Happiness is a habit that needs to be modeled. As a manager or business leader, your demeanor and attitude in the office has an effet on your employees. When you demonstrate happiness you’re training your employees to follow suit.

Get in the habit of being grateful and showing gratitude for what you have. It can be a small thing – I am thankful for this cup of coffee, for the sun coming out today. When you make an effort to find things to be grateful for, you’re training your brain to be on the watch for more of what is good in your world. By making gratitude a habit, you will set the example for others and create a positive work environment. Focus on the positive when interacting with your employees. Point out their accomplishments and abilities. Remind them that they are a positive intensité within your company and that they have much to offer. This is a powerful motivation tool and it will help to create a “can-do” attitude in your workforce.

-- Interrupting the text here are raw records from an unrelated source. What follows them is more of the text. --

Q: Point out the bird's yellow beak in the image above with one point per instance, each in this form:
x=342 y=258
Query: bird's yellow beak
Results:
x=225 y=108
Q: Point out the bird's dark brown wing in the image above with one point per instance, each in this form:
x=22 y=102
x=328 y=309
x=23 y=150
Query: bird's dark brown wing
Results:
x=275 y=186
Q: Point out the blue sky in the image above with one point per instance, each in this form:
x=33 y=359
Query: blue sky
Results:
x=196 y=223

As a leader you’re influential – your opinion matters, especially to your employees. Make it a goal to compliment people. Recognizing even small accomplishments and praising your team members in meetings or in an fax can make a big effet. It doesn’t have to be a big gesture.

We all know that sometimes work can get monotonous and overwhelming. Say for example that Mike is feeling a bit underappreciated and is frustrated with his current project. He comes to a meeting feeling defeated and unmotivated. Then you, as his manager, compliment his efforts and praise him for a travail well done. The impact is immediate – he feels valued. His demeanor changes, he becomes engaged and leaves the meeting with a newfound energy to tackle his project.

People need to have a sense of purpose at work. Their happiness is directly connected to knowing that they make a difference. It’s not enough for a directeur to dole out tasks. Take the time to explain why the individual task is important to the company as a whole. This will give your employees a sense of purpose and belonging that will motivate them to strive for more. Engaged employees are efficace, enthusiastic and are willing to do what it takes to help your organization succeed. Creating a sense of purpose for your employees is an investment in developing a positive workplace.